Blood test may one day predict severe pregnancy complication

pregnancy

A blood test may one day be able to predict whether someone who is pregnant will develop a serious blood pressure disorder months before symptoms show up.

Preeclampsia happens in around 1 of 20 pregnancies, usually in the third trimester, and can cause organ damage, stroke and preterm birth. Pregnancy-related high blood pressure disorders are among the leading causes of maternal death worldwide.

Although the blood test is still being developed and won’t be available for a while, doctors and parent advocates say it could someday save lives.

Bekah Bischoff of Louisville, who developed preeclampsia during two pregnancies and now helps others who’ve had the condition, said she was diagnosed late in the third trimester both times. While pregnant with her son Henry in 2012, she found out she had a very severe type called HELLP Syndrome at 36 weeks. He was delivered that day. She nearly died.

“Just think about all the chaos and the heartbreak and all the trauma, really, that went with it that could have been avoided if there had just been a simple test that could have been done,” she said.

The experimental new test involves detecting and analyzing chemical messages—a form of RNA—from the mom, baby and placenta. It would allow doctors to spot indications of preeclampsia as early as 16 to 18 weeks into the pregnancy, before the appearance of symptoms such as high blood pressure, swelling and protein in the urine. Research published Wednesday in the journal Nature found that the test, being developed by the South San Francisco-based company Mirvie, can correctly identify 75% of women who go on to develop preeclampsia.

“It’s often in the first trimester that a lot of the onset of the condition happens biologically,” although symptoms show up late in pregnancy, said Maneesh Jain, Mirvie’s CEO. Detecting preeclampsia after symptoms arise “leaves you very little time to address the challenge. And it’s mostly crisis management.”

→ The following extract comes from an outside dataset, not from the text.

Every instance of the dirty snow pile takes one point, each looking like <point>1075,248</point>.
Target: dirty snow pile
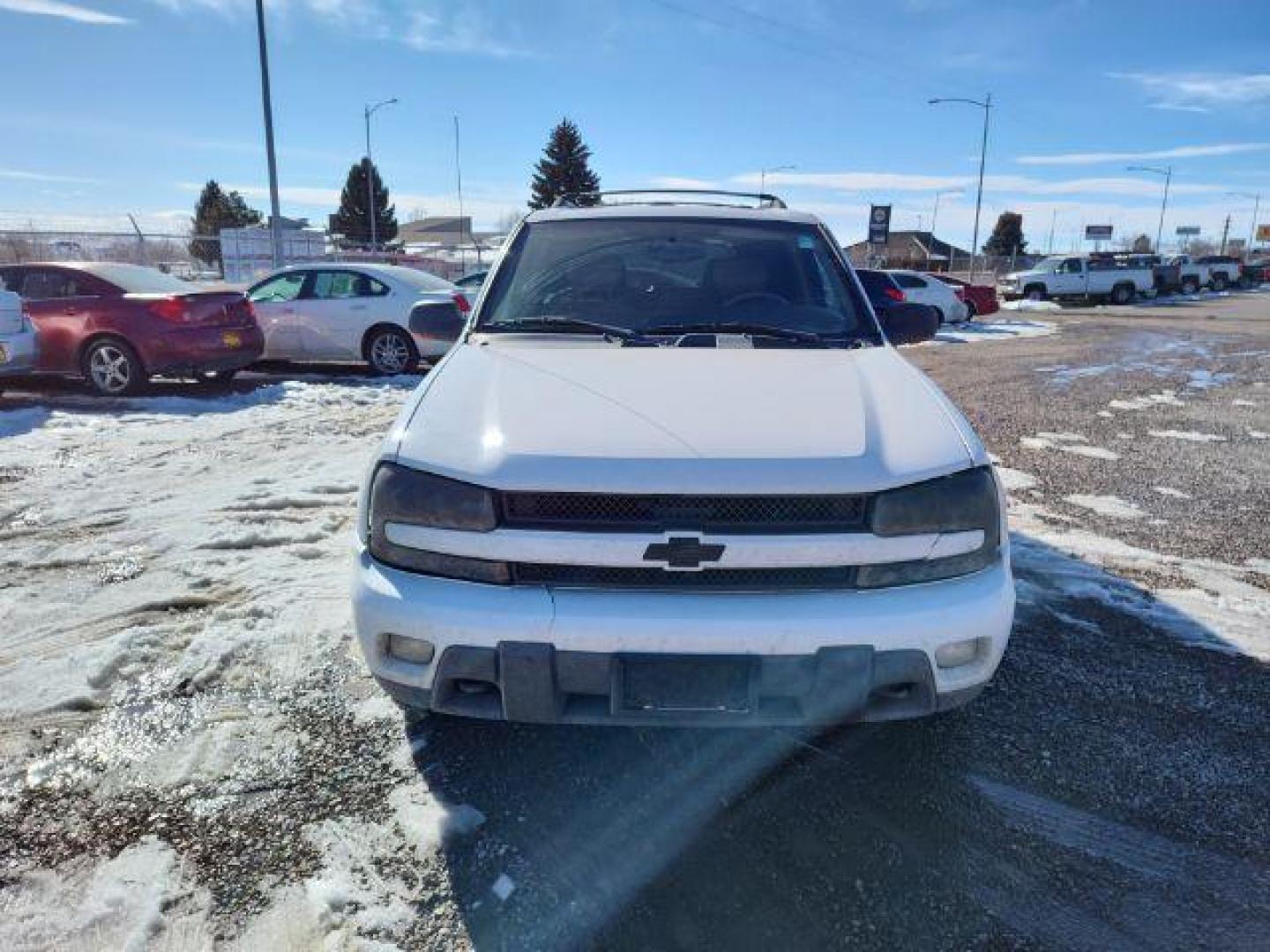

Diagnosing preeclampsia now involves testing urine for protein, measuring blood pressure and doing other tests if it’s suspected. Treatment can involve bed rest, medication, monitoring at the hospital or inducing labor near the end of a pregnancy.

Earlier studies have also suggested circulating RNA could predict preeclampsia. But authors of this study looked at a large and diverse data set, analyzing RNA in 2,539 blood samples from 1,840 women in the U.S., Europe and Africa to get a better sense of how a test could work. After the RNA messages were detected, a computer analyzed them for patterns. Although the test “robustly” predicted preeclampsia in those who got it, the study said, there were also some people it predicted would get the disorder who did not.

Dr. Thomas McElrath of Brigham and Women’s Hospital in Boston, the study’s senior author, hopes the test could also be used for the early detection of other pregnancy complications, such as gestational diabetes. Scientists said Mirvie’s approach reveals the underlying biology of healthy pregnancies. And by understanding what those normal RNA “profiles” look like, researchers say they can find early indications of risks for other problems when these patterns differ in particular ways. More research is needed to look closely at how the test might detect these other conditions, they said, and to further validate the preeclampsia results.

Jain said it’s too early to say when the test might be available to the public, but he may have a better idea of timing toward the end of the year. McElrath is a scientific advisor to Mirvie and has an financial interest in the company, as do some other authors of the Nature paper. Some are inventors on patent applications covering detection or treatment of pregnancy complications. The study was paid for by Mirvie.

Dr. S. Ananth Karumanchi with Cedars-Sinai in Los Angeles, who has done extensive research on preeclampsia but was not involved with the Nature study, said detecting the condition early would allow doctors to make simple adjustments such as giving women low-dose aspirin to delay the onset of preeclampsia.

“There’s no question there’s a clear unmet medical need,” Karumanchi said. Looking at the data in the paper, he said, the scientists’ method “appears to be better than the current sort of methods that are being used around the world.” If validated by other studies, “there would be clearly a need for something like that.”

Bischoff, who now works for the Preeclampsia Foundation, agreed. When she was about five months along with her son, she said, she felt drained of energy and was gaining more weight than she thought she should be. But when she asked people on her medical team about these sorts of problems, she recalled, she was told things were normal—like many of the other women she’s met who have had preeclampsia.